It has been reported that banks and building societies will have stronger incentives to prevent scams happening in the first place, as well as having to reimburse victims who have been tricked into transferring money to a fraudster, under a regulator’s proposals. The Payment Systems Regulator (PSR) has published a consultation to usher in greater consumer protections from authorised push payment (APP) scam losses. Kate Fitzgerald, interim head of policy at the PSR, told the PA news agency that the plans would ensure a more consistent approach for customers, “levelling the playing field”.

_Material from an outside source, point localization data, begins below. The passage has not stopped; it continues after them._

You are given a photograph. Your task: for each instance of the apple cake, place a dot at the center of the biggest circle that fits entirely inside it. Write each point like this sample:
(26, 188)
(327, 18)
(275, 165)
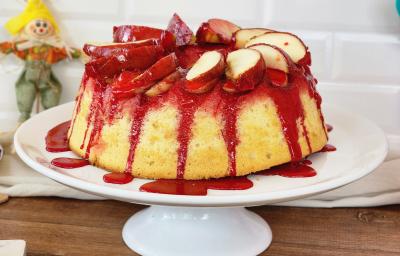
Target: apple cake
(169, 104)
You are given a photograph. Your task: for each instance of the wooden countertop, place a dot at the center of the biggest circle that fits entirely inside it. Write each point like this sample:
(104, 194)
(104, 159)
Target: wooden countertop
(54, 226)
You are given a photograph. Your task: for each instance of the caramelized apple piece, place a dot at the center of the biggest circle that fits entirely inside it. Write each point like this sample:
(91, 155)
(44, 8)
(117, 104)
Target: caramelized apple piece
(208, 68)
(189, 54)
(277, 62)
(157, 71)
(182, 32)
(245, 69)
(242, 36)
(164, 84)
(290, 43)
(129, 33)
(273, 56)
(216, 31)
(96, 50)
(136, 58)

Today the PSR outlined their latest proposal to further protect consumers against the risk of APP Scams. Consultation on specifics is now taking place, and more details will be revealed on or after November 25thThe proposal represents great news for consumers but a more challenging commitment for the banks. The proposed changes include: Mandatory reimbursement of online and mobile scams in all but exceptional cases. Currently < 50% of consumers are refunded, so this represents a massive change. As a result, banks will be encouraged to up their game when it comes to detecting scams, otherwise their fraud loss lines will take a significant hit. Creating consistency across all banks in terms of reimbursement process. Today, many banks are enrolled in the CRM (we can link to CRM here?), but ambiguity in terms of process and treatment has meant that consumers often suffer different refund outcomes and overall experience, depending on which FI they bank with.

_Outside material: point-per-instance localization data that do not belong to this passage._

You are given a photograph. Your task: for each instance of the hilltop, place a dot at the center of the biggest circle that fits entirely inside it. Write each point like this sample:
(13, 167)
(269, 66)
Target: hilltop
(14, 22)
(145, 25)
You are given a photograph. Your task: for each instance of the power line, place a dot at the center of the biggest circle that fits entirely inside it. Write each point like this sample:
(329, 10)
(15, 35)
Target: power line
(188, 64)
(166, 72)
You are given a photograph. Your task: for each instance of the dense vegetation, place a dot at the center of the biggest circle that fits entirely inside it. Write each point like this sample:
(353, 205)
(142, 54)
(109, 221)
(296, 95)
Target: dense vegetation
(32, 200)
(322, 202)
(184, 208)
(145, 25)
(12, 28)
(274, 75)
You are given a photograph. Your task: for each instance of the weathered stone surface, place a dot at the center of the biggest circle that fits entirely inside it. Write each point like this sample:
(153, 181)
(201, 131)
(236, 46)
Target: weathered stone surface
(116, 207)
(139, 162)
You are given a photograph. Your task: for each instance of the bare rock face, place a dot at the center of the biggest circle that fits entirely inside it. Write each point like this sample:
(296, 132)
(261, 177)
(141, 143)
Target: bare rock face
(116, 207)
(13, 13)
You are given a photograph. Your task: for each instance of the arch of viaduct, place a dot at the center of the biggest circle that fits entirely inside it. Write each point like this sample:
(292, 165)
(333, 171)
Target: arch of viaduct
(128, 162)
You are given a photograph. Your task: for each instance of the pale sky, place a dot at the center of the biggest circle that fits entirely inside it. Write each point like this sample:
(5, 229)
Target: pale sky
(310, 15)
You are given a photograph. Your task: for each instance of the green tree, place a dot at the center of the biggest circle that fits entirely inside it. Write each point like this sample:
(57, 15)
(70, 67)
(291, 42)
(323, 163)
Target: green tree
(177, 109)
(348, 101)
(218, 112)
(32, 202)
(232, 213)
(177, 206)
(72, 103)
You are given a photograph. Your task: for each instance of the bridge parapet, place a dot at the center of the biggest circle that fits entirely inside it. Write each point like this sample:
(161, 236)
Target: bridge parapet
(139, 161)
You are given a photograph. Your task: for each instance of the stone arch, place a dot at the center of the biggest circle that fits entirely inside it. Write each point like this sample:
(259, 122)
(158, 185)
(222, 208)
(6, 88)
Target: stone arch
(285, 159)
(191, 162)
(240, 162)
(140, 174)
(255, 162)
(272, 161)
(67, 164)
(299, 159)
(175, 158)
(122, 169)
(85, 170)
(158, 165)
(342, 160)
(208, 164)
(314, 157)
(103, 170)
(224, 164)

However, without doubt the biggest shake up is the sharing of loss liability between the sending bank and the receiving bank. This is a seismic shift, as traditionally it was always the sending banking that owned the fraud liability. This change encourages FI’s to collaborate more effectively, and monitor the end-to-end cycle of the payment, rather than looking at the sender and beneficiary as separate entities.
The PSR is aiming to move quickly in order to bring forward this enhanced consumer protection. However, in the meantime they are encouraging banks to continue to develop their fraud controls and strategies to manage the ongoing risk of scams. A good scam strategy should contain multiple layers, including:
Transaction analytics in real-time to understand if a payment is consistent with the consumers normal spending patterns. Additional data feeds to support this transactional decision, including device and behavioural signals. Strong education and awareness campaigns for both consumers and bank staff.
Finally, the PSR are keen to drive publication of data on how well banks are protecting their consumers from the summer of 2023. This unprecedented action could have dire consequences for those who perform poorly; this includes lack of consumer confidence, customers moving their banking relationships to FIs who are perceived to be more secure, as well as the risk of overall reputational and top line share price damage. On the flip side however, FIs who perform well could welcome a new stream of customers seeking enhanced fraud protection onto their books.